### Ingest constructors.json file

In [0]:
%run "../includes/configuration"

In [0]:
%run "../includes/common_functions"

In [0]:
dbutils.widgets.text("p_data_source", "")
v_data_source = dbutils.widgets.get("p_data_source")

In [0]:
dbutils.widgets.text("p_file_date", "2021-03-21")
v_file_date = dbutils.widgets.get("p_file_date")

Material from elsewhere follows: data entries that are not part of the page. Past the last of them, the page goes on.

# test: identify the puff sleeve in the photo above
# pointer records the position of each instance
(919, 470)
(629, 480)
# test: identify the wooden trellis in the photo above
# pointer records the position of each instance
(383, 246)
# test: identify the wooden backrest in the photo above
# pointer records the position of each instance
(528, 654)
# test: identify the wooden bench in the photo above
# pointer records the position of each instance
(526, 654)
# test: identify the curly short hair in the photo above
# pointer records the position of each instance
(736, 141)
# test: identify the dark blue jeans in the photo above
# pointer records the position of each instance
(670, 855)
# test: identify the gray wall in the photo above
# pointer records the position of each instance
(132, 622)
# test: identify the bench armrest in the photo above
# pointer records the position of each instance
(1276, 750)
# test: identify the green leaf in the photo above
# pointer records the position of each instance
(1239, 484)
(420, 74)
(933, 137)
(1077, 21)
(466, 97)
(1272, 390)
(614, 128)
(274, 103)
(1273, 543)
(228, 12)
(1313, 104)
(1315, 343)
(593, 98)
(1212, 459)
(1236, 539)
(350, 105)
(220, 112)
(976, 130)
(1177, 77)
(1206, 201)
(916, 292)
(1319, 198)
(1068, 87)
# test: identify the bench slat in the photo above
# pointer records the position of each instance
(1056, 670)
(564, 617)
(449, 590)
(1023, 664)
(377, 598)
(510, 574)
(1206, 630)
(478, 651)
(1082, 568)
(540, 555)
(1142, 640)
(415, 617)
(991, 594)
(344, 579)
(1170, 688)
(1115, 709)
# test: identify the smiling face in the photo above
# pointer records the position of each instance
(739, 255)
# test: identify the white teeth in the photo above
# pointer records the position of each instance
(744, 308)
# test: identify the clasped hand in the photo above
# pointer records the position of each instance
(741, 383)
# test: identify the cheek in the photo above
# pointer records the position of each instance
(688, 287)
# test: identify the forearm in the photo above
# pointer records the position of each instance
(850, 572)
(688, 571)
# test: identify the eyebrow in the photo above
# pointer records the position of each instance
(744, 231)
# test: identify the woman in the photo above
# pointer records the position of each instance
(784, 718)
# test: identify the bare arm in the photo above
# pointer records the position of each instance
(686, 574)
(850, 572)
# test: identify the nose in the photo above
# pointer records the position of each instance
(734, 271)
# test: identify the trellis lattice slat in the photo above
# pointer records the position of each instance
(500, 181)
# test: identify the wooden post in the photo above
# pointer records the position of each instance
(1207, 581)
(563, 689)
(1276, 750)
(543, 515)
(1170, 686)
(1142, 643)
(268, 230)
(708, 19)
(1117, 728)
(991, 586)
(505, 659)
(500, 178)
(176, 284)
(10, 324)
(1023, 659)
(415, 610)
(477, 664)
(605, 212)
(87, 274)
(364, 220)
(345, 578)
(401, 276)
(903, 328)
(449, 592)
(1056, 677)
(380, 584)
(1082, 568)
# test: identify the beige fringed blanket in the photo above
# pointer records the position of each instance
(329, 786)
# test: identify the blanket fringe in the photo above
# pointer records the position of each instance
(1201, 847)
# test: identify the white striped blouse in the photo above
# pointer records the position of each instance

##### Step 1 - Read the JOSN file uisng spark dataframe reader

In [0]:
constructors_schema = "constructorId INT, constructorRef STRING, name STRING, nationality STRING, url STRING"
# This is a DDL style of defining the schema.

In [0]:
constructors_df = spark.read \
    .schema(constructors_schema) \
    .json(f"{raw_folder_path}/{v_file_date}/constructors.json")

In [0]:
# constructors_df.printSchema()

root
 |-- constructorId: integer (nullable = true)
 |-- constructorRef: string (nullable = true)
 |-- name: string (nullable = true)
 |-- nationality: string (nullable = true)
 |-- url: string (nullable = true)



In [0]:
# display(constructors_df.limit(5))

constructorId,constructorRef,name,nationality,url
1,mclaren,McLaren,British,http://en.wikipedia.org/wiki/McLaren
2,bmw_sauber,BMW Sauber,German,http://en.wikipedia.org/wiki/BMW_Sauber
3,williams,Williams,British,http://en.wikipedia.org/wiki/Williams_Grand_Prix_Engineering
4,renault,Renault,French,http://en.wikipedia.org/wiki/Renault_in_Formula_One
5,toro_rosso,Toro Rosso,Italian,http://en.wikipedia.org/wiki/Scuderia_Toro_Rosso


##### Step 2 - Drop unwanted columns form the dataframe

In [0]:
constructors_dropped_df = constructors_df.drop('url')
# You can also use other methods. Like you used in selecting columns

##### Step 3 - Rename columns and add ingestion date

In [0]:
from pyspark.sql.functions import lit

In [0]:
constructors_final_df = add_ingestion_date(constructors_dropped_df) \
    .withColumnRenamed('constructorId', 'constructor_id') \
    .withColumnRenamed('constructorRef', 'constructor_ref') \
    .withColumn("data_source", lit(v_data_source)) \
    .withColumn("file_date", lit(v_file_date))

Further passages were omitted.